The Impact on REIT Prices
There are times when the correlation between bond prices and REIT prices is very low. There are also times when it is more significant.
Looking at the chart for the 2-year Treasury and highlighting the tops and bottoms for the Vanguard Real Estate ETF (VNQ) $VNQ demonstrates the strong correlation here.
The good news is that rates have room to fall. However, we’re not projecting several cuts. We didn’t project them at the start of the year either (when the market did).
We’ve been consistently saying that the Federal Reserve will be slow to cut rates.
We’ve been using a mix of:
- Equity REITs with strong long-term fundamentals
- Preferred shares approaching their floating dates.
- A few trading opportunities in the mortgage REITs.
- Baby bonds to mix yield with lower risk levels.
We’re still down year-to-date (mainly due to April), but we’re beating the index ETFs for our sectors by a respectable margin. As of 4/16/2024 (middle of the day), we’re beating the average by about 2.5%.
Conclusion
Inflation was much higher than reported in 2021.
Inflation is actually lower than reported today.
In the next several years, expect inflation to rise again.
That’s because the amount of dollars in the economy increases faster than the amount of stuff available for purchase.
In the short-term, cash is a viable hedge against recessions.
In the long-term, inflation will eat away the value of cash.
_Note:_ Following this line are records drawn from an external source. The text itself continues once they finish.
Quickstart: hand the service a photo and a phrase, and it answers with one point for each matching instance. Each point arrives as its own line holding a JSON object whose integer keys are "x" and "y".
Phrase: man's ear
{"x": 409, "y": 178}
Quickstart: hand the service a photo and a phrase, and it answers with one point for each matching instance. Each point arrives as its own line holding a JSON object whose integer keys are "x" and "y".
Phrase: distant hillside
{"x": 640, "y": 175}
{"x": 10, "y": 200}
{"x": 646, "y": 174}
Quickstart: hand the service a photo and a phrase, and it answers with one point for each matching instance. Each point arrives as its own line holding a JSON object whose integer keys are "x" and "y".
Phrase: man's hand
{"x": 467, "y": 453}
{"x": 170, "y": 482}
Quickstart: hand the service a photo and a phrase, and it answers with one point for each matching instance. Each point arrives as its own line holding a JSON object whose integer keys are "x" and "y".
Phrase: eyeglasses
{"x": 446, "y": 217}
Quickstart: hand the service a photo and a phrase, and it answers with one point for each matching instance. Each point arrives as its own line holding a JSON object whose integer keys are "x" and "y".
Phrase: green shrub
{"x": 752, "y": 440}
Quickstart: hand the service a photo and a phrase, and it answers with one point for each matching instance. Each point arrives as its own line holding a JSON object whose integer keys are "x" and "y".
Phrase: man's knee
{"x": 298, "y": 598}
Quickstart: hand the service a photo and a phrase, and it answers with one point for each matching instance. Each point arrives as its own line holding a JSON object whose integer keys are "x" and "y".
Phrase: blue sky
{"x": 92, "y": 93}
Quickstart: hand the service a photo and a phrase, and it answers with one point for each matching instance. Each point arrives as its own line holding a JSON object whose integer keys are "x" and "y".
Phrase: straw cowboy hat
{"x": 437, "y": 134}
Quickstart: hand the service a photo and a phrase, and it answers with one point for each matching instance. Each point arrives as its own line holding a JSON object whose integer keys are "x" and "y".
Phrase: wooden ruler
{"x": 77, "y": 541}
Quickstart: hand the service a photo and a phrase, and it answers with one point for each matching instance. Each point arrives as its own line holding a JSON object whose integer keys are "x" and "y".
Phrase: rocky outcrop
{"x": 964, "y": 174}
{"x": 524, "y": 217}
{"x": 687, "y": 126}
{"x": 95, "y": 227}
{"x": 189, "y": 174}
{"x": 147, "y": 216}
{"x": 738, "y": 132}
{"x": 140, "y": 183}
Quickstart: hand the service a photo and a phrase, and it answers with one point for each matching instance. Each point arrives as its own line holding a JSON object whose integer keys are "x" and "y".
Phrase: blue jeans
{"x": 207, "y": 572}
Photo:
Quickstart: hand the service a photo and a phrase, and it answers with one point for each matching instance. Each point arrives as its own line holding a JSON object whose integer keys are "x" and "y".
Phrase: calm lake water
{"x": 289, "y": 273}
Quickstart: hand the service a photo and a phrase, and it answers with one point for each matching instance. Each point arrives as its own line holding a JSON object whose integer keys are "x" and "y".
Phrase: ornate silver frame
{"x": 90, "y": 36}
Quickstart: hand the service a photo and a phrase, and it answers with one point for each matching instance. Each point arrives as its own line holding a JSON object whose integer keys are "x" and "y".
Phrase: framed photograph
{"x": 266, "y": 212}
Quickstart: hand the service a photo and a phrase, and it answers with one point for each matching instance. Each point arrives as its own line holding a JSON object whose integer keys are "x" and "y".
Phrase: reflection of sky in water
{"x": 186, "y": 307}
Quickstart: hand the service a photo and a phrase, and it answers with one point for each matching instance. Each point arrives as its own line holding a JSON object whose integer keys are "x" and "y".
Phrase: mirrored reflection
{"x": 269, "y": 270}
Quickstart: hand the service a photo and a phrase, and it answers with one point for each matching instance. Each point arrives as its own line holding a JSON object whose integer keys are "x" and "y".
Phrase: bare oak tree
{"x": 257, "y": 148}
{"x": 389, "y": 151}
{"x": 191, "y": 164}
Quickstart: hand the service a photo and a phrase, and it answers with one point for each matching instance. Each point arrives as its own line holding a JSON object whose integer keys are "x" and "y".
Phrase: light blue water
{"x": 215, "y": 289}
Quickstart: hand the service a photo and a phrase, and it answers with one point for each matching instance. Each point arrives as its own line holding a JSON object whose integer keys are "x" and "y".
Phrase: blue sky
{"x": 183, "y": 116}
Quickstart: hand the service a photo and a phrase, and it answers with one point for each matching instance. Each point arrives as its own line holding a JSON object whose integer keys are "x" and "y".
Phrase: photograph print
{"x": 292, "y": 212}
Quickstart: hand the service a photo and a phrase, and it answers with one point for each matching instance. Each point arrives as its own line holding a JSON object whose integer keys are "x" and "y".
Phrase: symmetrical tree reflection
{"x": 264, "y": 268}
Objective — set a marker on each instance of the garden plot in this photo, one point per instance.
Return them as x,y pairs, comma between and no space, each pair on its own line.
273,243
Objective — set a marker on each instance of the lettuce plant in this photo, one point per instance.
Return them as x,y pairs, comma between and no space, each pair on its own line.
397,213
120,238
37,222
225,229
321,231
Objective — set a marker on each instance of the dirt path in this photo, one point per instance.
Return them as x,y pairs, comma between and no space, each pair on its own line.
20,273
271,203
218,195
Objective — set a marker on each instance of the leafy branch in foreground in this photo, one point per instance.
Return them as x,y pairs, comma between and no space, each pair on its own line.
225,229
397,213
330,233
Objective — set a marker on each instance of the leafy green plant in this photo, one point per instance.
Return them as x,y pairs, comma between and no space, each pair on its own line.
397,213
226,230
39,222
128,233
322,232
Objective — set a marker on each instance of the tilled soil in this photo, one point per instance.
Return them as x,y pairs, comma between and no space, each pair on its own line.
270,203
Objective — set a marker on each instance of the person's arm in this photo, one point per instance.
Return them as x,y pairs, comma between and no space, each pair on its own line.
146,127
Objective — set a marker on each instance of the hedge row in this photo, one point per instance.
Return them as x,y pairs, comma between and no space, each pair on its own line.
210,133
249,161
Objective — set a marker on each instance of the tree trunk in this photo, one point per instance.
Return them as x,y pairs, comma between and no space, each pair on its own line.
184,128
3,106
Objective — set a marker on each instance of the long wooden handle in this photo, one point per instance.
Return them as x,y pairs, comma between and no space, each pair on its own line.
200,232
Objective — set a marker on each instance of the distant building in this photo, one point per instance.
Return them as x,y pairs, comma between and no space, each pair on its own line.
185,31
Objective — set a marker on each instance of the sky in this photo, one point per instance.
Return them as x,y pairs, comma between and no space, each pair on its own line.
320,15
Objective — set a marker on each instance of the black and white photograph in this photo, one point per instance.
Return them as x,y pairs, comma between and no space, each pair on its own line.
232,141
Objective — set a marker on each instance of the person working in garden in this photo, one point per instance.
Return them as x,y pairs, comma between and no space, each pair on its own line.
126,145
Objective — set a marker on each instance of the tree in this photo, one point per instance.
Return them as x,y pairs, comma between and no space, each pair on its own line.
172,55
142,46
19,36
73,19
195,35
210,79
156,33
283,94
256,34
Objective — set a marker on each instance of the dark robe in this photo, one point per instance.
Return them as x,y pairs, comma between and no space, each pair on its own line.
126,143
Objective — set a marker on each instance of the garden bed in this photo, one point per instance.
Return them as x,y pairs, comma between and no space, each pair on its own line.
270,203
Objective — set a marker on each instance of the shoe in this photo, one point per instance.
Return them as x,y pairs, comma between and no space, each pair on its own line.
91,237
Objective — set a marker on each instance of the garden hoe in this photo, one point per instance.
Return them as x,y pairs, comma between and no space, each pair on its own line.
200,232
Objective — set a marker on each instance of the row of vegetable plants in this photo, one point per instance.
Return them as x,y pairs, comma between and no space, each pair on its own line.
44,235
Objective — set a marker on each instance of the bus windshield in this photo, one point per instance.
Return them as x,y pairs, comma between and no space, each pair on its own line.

Because of the value of hedging against recessions (and the current yield on cash), I still have some cash in the portfolio.
However, I’m wary of being too heavily invested in cash long term. As we spot big dips in some of the shares we want, I’ll probably put some cash to work.
Thankfully volatility can often drive some trading opportunities between preferred shares. That’s wonderful because the alpha from swapping between similar shares is some of the easiest alpha we can earn.